RBI Governor Calls Rupee Depreciation Normal, Asserts Banking System Strength
In his first anniversary as RBI Governor, Sanjay Malhotra has affirmed that India’s banking system remains robust while characterizing the rupee’s recent depreciation as a normal economic phenomenon. During an exclusive interview with Zee Business Managing Editor Anil Singhvi, Malhotra addressed critical monetary policy questions and outlined the central bank’s priorities for maintaining financial stability.
Key Takeaways
- Rupee depreciation of around 3% annually is normal and not concerning
- Banking system shows no systemic risk despite rising personal loans
- Future rate cuts remain possible depending on inflation data
- India’s forex reserves at $700 billion provide strong buffer
- Foreign investment in banks below 7%, well within limits
Reflecting on One Year as RBI Governor
Malhotra described his first year as “demanding but successful” despite global challenges including US tariff actions, the Russia-Ukraine conflict, and West Asia tensions. The RBI reduced the repo rate by 100 basis points while inflation returned to the 2-6% band and GDP growth reached 7.8% in the June quarter.
Interest Rate Outlook
“The direction for rate cuts is positive,” Malhotra stated, emphasizing that actual decisions will depend on incoming data and MPC deliberations. The RBI maintains a balanced approach between controlling inflation and supporting growth.
Rupee Stability and Gold Reserves
The Governor explained that the rupee’s long-term trajectory follows inflation differentials, with mild depreciation being natural.

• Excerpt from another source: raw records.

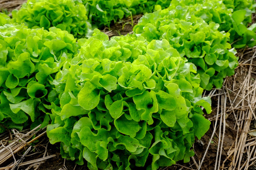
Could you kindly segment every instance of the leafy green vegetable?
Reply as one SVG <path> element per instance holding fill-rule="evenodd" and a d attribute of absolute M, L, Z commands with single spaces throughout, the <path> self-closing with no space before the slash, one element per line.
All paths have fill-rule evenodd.
<path fill-rule="evenodd" d="M 88 36 L 91 29 L 86 10 L 81 3 L 73 0 L 28 0 L 19 10 L 12 12 L 13 22 L 25 23 L 28 28 L 56 27 L 76 37 Z"/>
<path fill-rule="evenodd" d="M 170 0 L 82 0 L 86 7 L 89 20 L 98 28 L 110 27 L 112 23 L 137 14 L 166 8 Z"/>
<path fill-rule="evenodd" d="M 188 8 L 189 15 L 204 19 L 208 24 L 219 24 L 218 30 L 230 33 L 229 42 L 237 48 L 256 45 L 255 31 L 247 29 L 251 23 L 251 14 L 255 13 L 254 1 L 172 1 L 169 9 L 177 6 Z"/>
<path fill-rule="evenodd" d="M 233 75 L 238 65 L 236 51 L 228 43 L 229 33 L 218 31 L 218 24 L 208 24 L 201 18 L 188 15 L 187 6 L 171 8 L 143 16 L 134 27 L 134 33 L 149 41 L 168 40 L 197 67 L 201 87 L 208 90 L 213 86 L 221 87 L 223 79 Z"/>
<path fill-rule="evenodd" d="M 78 42 L 79 54 L 52 82 L 59 98 L 49 106 L 47 135 L 60 142 L 63 157 L 79 164 L 85 159 L 90 169 L 188 162 L 195 136 L 209 128 L 200 106 L 211 112 L 196 66 L 164 39 L 109 40 L 96 29 Z"/>
<path fill-rule="evenodd" d="M 73 36 L 55 27 L 50 31 L 24 25 L 0 27 L 0 122 L 10 128 L 46 126 L 52 82 L 77 52 Z M 0 133 L 5 130 L 0 127 Z"/>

The RBI has added nearly 300 tonnes of gold over eight years, bringing total holdings to approximately 880 tonnes – about 15% of forex reserves.
Banking System Health
Malhotra expressed confidence in the banking sector, noting that asset quality remains satisfactory despite rising personal and unsecured loans. Foreign ownership in Indian banks stands below 7%, well under the 15% limit, with the trend being “positive and not a cause for concern.”
AI Adoption and Economic Safeguards
The RBI is leveraging artificial intelligence for cybersecurity, fraud detection, and credit risk assessment. India’s economic fundamentals remain strong with a current account deficit of only 0.6% last year and world-class digital payments infrastructure.
Vision for $5 Trillion Economy
As India progresses toward becoming a $5 trillion economy, the RBI’s focus will be on maintaining financial stability, ensuring well-capitalized banks and NBFCs, and improving banking services for all 140 crore Indians. “A resilient financial sector is the backbone of long-term growth,” Malhotra emphasized.
The Governor concluded with a message for borrowers: “Those who take loans must repay responsibly,” while reaffirming the RBI’s commitment to data protection and improved service standards across financial institutions.